Odd mod_rewrite behaviour


#1

Hello,

I’ve just signed up here and so far everything is very easy and swift and have managed to transfer most things over from my old host without a problem. I am however seeing some odd mod_rewrite behaviour. This is what I use:

RewriteCond %{REQUEST_URI} !\.(png|gif|jpg|css|js|html|htm|txt|php|zip)$ RewriteBase stuff/ RewriteRule .* index.php?what=$1 [L]
With my previous host (and with XAMPP), “what” was simply something like:

dir/subdir/pagewhere the full path for that would be:

http://mydomain.com/stuff/dir/subdir/page“what” is then parsed by PHP, using $_GET[‘what’]. Unfortunately, with dreamhost, “what” is being returned as this:

http://mydomain.com/home/raf/mydomain.com/stuff/dir/subdir/page//subdir/pageIt’s very weird, especially the repetition at the end. I’ve tried all sorts of things and other more restrictive regular expressions, but I can’t seem to change what’s going on without breaking it entirely.

Any insight is greatly appreciated!


#2

Are you absolutely sure that in the process of getting everything moved you didn’t inadvertantly end up with .htaccess files in multiple directories that are conflicting with each other?

–rlparker


#3

I’ve managed to fix it somehow (removing the RewriteBase line mostly), it now works except that something else rather odd is happening.

If I type http://mydomain.com/stuff/misc/ into my browser it works fine. If I type in the same thing without the last /, the address bar displays http://mydomain.com/stuff/misc/?what=misc
"misc" is a valid name for something and the page will display the content related to “misc”. What I find bewildering is that if instead of “misc” I type in any old junk, e.g. “asdf” without the ending /, the query string doesn’t appear. How on earth does the server/browser know which point to real content and which don’t? My script doesn’t even send any headers except for content-type and character encoding.

If you have any suggestions for how I might get rid of the query string that would be great. Cheers!


#4

Go here to find out more about the trailing slash issue. You’re not alone in experiencing it.

Don’t forget about Google either. It’s the most useful tool out there second only to experience.

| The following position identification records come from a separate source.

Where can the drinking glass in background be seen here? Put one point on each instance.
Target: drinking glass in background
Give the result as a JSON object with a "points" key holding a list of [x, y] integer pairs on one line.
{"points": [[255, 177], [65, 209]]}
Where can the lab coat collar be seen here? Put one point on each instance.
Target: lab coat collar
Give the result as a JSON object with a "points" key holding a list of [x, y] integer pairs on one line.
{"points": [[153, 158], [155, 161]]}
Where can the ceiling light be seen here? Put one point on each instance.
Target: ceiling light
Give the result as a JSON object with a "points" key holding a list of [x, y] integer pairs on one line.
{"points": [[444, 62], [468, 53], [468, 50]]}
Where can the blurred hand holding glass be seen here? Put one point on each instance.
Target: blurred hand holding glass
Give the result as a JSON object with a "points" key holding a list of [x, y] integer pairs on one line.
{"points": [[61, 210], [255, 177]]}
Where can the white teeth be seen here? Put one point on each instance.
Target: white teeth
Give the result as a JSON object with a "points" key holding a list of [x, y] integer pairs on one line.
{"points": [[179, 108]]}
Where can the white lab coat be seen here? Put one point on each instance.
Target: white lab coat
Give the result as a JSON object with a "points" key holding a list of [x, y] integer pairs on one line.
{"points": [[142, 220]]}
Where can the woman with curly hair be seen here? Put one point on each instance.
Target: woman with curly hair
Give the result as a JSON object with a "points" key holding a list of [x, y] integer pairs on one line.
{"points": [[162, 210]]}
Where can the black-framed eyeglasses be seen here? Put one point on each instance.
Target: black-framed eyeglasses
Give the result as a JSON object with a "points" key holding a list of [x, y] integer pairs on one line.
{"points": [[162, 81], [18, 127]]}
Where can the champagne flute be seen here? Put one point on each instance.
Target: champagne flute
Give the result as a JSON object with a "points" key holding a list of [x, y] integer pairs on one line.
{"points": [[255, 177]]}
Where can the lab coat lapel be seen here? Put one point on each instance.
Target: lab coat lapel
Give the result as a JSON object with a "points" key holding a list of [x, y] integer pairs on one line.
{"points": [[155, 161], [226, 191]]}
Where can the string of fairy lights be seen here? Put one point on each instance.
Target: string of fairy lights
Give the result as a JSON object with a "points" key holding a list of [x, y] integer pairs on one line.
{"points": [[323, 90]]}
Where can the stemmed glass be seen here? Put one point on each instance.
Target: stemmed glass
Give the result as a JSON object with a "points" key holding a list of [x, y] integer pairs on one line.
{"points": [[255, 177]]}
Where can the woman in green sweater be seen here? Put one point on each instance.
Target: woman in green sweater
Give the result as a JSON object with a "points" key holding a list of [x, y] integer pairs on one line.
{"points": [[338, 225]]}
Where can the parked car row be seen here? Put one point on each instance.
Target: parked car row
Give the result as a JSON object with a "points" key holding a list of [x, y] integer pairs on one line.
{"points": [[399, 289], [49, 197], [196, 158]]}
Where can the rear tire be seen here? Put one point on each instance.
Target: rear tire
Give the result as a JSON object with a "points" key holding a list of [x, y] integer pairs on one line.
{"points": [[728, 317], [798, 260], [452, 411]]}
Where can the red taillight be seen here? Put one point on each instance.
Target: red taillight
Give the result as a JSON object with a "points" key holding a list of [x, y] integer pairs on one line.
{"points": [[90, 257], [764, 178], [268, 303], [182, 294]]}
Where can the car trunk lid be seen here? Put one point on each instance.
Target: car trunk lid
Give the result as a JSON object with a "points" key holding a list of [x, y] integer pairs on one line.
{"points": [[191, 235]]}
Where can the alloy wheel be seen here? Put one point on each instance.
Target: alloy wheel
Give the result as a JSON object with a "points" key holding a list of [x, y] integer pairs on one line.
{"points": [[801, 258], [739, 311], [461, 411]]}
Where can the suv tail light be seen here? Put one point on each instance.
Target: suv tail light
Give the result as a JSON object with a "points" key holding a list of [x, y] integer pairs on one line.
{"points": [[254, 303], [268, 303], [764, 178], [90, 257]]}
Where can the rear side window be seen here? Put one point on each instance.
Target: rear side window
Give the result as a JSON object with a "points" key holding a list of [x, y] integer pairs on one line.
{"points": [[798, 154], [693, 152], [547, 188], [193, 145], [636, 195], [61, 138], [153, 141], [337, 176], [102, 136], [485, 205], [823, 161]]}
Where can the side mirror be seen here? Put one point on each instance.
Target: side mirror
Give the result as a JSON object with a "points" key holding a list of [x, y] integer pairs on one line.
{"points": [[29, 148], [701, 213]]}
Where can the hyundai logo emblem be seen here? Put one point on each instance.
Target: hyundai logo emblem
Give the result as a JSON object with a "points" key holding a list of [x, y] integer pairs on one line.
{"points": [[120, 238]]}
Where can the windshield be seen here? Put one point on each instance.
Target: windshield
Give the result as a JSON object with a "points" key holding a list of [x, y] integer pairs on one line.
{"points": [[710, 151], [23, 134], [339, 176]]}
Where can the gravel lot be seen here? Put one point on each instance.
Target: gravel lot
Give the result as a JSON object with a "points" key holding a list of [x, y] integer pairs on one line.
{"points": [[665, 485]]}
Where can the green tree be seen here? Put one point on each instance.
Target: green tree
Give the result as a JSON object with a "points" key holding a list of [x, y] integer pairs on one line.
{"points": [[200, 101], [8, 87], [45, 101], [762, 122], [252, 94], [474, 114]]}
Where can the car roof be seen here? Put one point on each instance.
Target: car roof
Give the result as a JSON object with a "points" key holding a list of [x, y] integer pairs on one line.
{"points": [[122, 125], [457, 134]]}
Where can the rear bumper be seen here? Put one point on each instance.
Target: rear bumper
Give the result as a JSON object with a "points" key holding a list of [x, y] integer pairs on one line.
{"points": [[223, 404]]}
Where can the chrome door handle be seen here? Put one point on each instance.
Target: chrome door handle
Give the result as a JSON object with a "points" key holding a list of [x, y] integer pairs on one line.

[quote]Trailing Slash Problem

Description:

Every webmaster can sing a song about the problem of the trailing slash on URLs referencing directories. If they are missing, the server dumps an error, because if you say /~quux/foo instead of /~quux/foo/ then the server searches for a file named foo. And because this file is a directory it complains. Actually it tries to fix it itself in most of the cases, but sometimes this mechanism need to be emulated by you. For instance after you have done a lot of complicated URL rewritings to CGI scripts etc.

Solution:

The solution to this subtle problem is to let the server add the trailing slash automatically. To do this correctly we have to use an external redirect, so the browser correctly requests subsequent images etc. If we only did a internal rewrite, this would only work for the directory page, but would go wrong when any images are included into this page with relative URLs, because the browser would request an in-lined object. For instance, a request for image.gif in /~quux/foo/index.html would become /~quux/image.gif without the external redirect![/quote]


#5

Thanks for replying. Actually, the problem is caused precisely because I was trying to fix the trailing slash issue. The query string gets appended when the trailing slash was added using this rule:

RewriteCond %{REQUEST_URI} !\.(png|gif|jpg|css|js|html|htm|txt|php|zip)$ RewriteRule (.+)/([^/]+)$ $1/$2/ [R] RewriteCond %{REQUEST_URI} !\.(png|gif|jpg|css|js|html|htm|txt|php|zip)$ RewriteRule (.+)$ index.php?what=$1 [L]I’ve solved the problem by using this instead:

RewriteEngine on RewriteCond %{REQUEST_URI} !\.(png|gif|jpg|css|js|html|htm|txt|php|zip)$ RewriteRule (.+)/([^/]+)$ $1/$2/ [R] RewriteCond %{REQUEST_URI} !\.(png|gif|jpg|css|js|html|htm|txt|php|zip)$ RewriteRule .+ index.php [L]Then index.php just parses $_SERVER[‘REQUEST_URI’]
The problem in this case is that http://mydomain.com/1 will get the slash added to it but http://mydomain.com/1/2 will not. I suspect it’s something to do with greediness and I’ve tried making the second bit lazy, hoping it would encourage extra-greediness in the first parentheses, but it doesn’t work:

RewriteRule (.+)/([^/]+?)$ $1/$2/ [R]This simpler thing doesn’t either:

RewriteRule (.+[^/])$ $1/ [R]I’m not too hot on regex. Please would you recommend what to do?